South’s existing expectations, changes

Ella Underwood, Editor in Chief

The deans at South are welcoming the students back from winter break this month and are also reinforcing old and new expectations this semester.

With the times of COVID, students face a few more rules to keep everyone as safe as possible in the building.

“The only expectations in the building that changed were the media center procedures; it is now limited to sophomores and freshmen on certain days for when they can come to the media center during their study hall,” dean Brooke Twohill said.

Another dean, Jessica Bernacki also weighed in, reminding students of the policies regarding the nurse, “…tell your teacher before you go to the nurse. We need to know if it is COVID related versus if you were just to get an ice pack.”

Bernacki also adds the reinforcements of existing expectations such as dress code.

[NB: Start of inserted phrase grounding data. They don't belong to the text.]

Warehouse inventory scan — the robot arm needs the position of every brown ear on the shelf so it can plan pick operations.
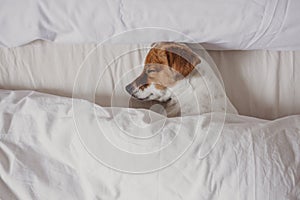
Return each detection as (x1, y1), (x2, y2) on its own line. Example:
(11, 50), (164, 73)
(165, 43), (201, 78)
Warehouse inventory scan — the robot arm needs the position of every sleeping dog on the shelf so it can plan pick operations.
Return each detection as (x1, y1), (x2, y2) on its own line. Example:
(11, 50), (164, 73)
(126, 42), (237, 117)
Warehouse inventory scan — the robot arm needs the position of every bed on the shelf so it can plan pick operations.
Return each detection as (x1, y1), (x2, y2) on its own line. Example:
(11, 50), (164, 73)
(1, 1), (300, 200)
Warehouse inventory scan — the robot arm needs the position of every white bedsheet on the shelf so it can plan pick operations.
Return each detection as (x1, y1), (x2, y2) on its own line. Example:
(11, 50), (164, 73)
(1, 0), (300, 50)
(0, 90), (299, 199)
(1, 41), (300, 119)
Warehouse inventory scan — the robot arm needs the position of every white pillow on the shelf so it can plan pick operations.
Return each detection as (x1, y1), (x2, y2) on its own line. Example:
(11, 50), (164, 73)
(0, 0), (299, 50)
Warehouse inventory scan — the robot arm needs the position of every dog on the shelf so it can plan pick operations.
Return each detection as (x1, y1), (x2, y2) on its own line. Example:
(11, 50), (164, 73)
(126, 42), (237, 117)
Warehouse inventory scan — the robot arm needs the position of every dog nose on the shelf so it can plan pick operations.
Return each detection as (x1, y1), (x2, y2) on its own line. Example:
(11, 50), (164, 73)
(126, 84), (135, 94)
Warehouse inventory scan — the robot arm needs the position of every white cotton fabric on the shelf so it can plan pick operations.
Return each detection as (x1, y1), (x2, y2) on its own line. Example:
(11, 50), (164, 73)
(0, 90), (299, 199)
(1, 41), (300, 119)
(0, 0), (300, 50)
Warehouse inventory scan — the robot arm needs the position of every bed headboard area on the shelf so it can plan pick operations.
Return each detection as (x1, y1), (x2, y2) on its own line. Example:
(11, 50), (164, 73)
(1, 0), (300, 50)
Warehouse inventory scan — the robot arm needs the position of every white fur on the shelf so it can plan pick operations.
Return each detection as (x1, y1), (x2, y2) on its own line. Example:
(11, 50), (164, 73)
(132, 83), (172, 102)
(164, 62), (238, 117)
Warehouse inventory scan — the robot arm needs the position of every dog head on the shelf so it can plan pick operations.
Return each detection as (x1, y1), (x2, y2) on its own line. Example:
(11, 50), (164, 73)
(126, 42), (201, 102)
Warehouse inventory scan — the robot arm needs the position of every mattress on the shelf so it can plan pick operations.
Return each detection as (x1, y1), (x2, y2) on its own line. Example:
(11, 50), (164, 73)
(0, 41), (300, 120)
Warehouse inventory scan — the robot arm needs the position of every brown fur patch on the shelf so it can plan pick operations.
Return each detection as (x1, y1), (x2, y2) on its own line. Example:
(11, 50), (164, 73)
(127, 42), (201, 92)
(146, 42), (201, 78)
(154, 84), (166, 90)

“For dress code we also give hero slips now just so we can track warnings,” Bernacki said.

Both Bernacki and Twohill plan on being stricter with these expectations now that students are used to being back in school.

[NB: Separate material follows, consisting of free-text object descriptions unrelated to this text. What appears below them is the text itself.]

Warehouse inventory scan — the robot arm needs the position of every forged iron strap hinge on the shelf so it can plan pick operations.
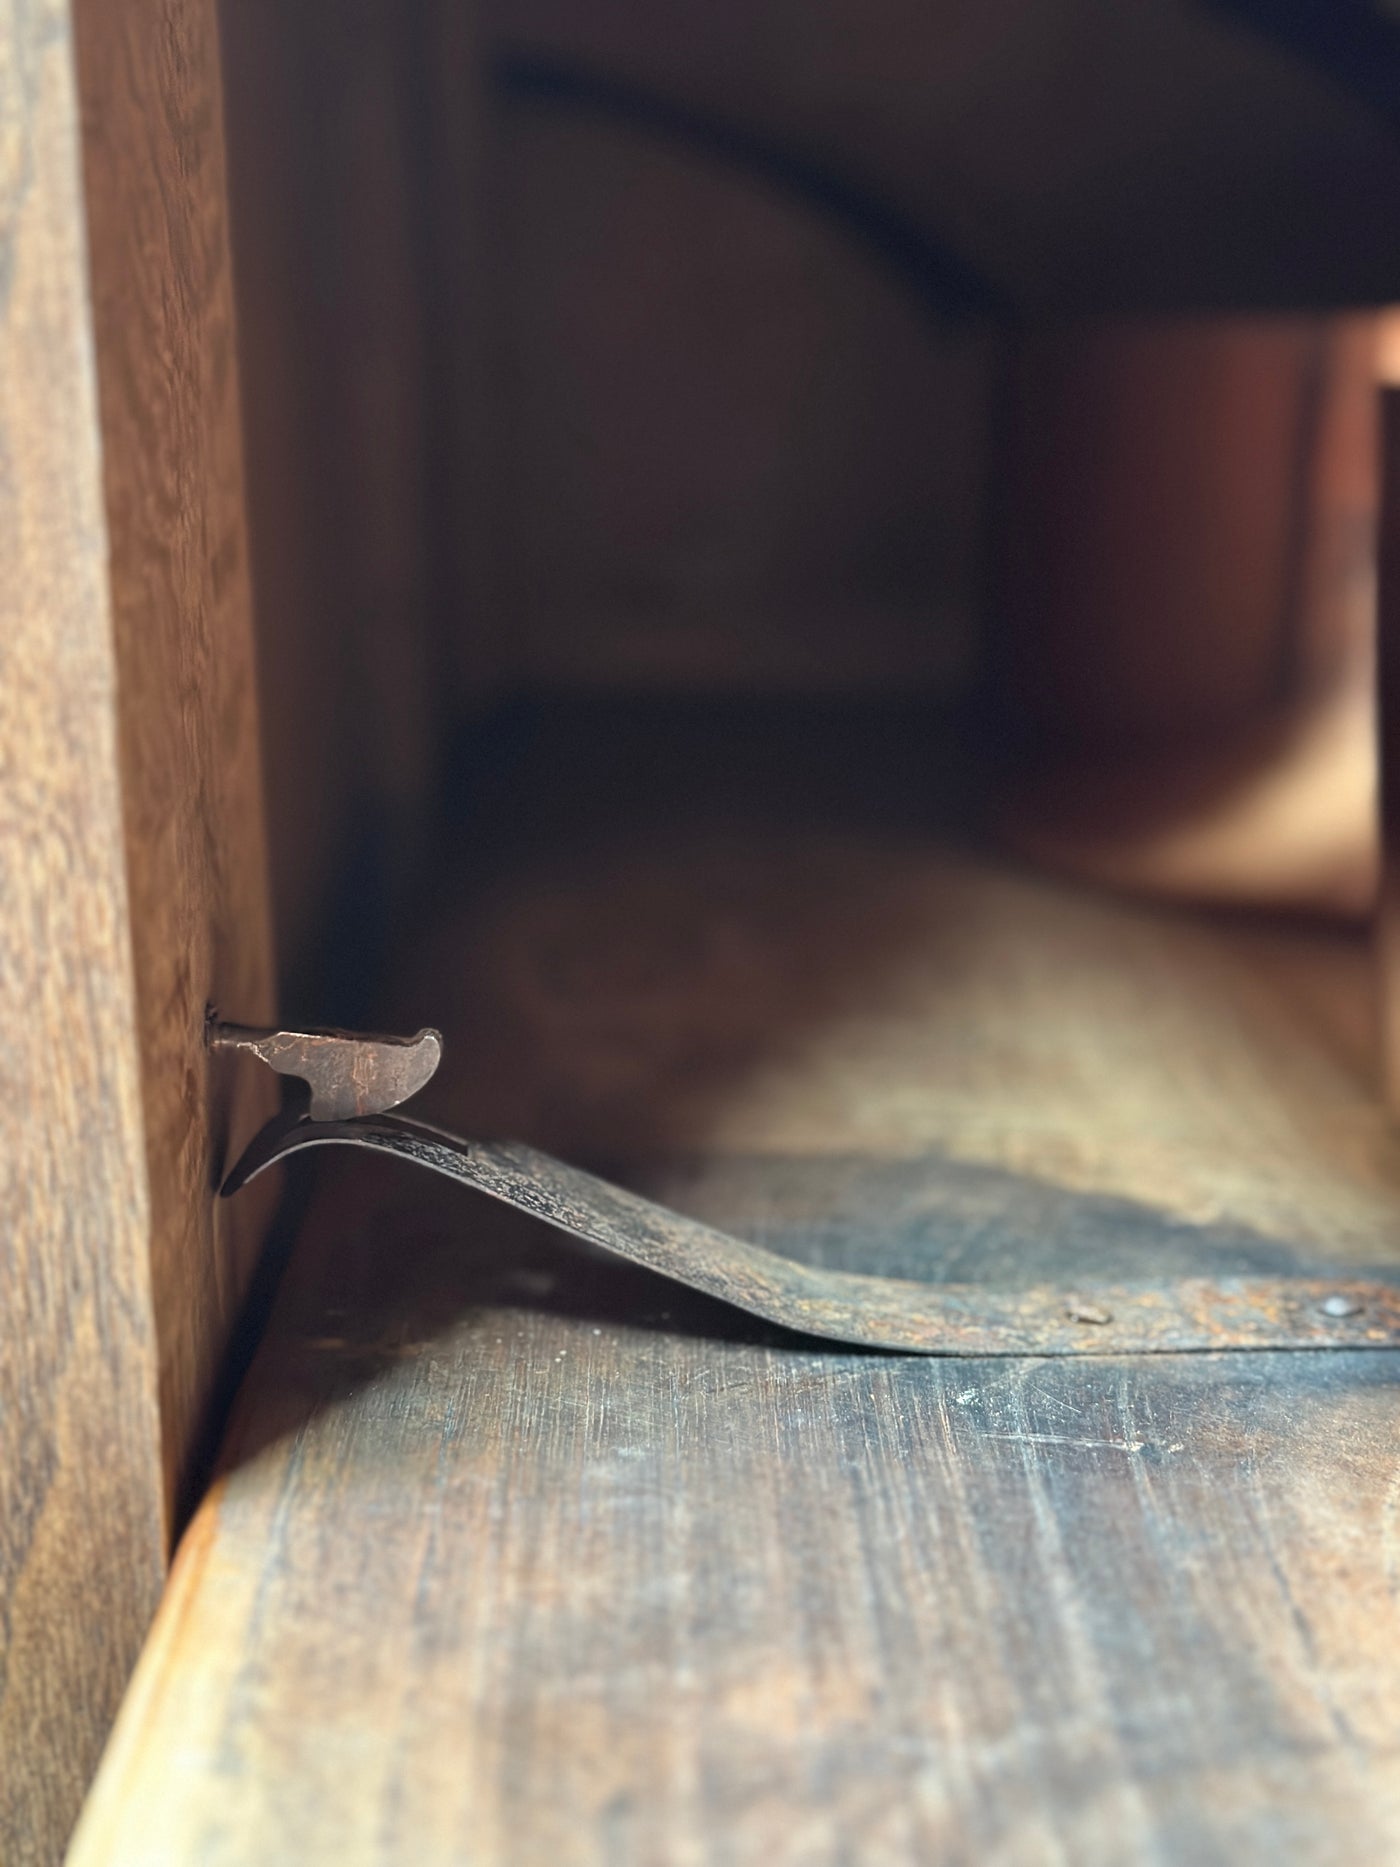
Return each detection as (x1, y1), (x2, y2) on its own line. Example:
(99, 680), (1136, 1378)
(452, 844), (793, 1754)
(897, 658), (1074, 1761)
(210, 1019), (1400, 1359)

Regarding masks, it is still a statewide mandate to require masks over the mouth and nose inside the building for students, teachers, and staff.

“We do remind people to pull up their masks,” Bernacki said.

The consequences of violating school and district mandates are also in place and reinforced this semester.

“As far as dress codes and tardies go, everybody starts clean for the semester and gets three warnings,” Twohill says.

After the three warnings are given, the next offenses will result in detention. If the unwanted behavior continues, suspensions and parent contact is also an option.Even though there are many expectations to abide by, there are benefits for everyone involved. Bernacki and Twohill address these great benefits of following expectations and rules.
The expectations are in place for everyone to feel safe and stay healthy.

Bernacki also addresses the students’ strong dislike of the hoods and hat rules. She says that, “[It is] because we need to identify students in the hallway.”

The rule against hoods and hats is strictly a safety protocol for the entire district.

“[One benefit is] a calmer environment and teachers don’t have to deal with unwanted behaviors all the time so they can get to their curriculum,” Bernacki said.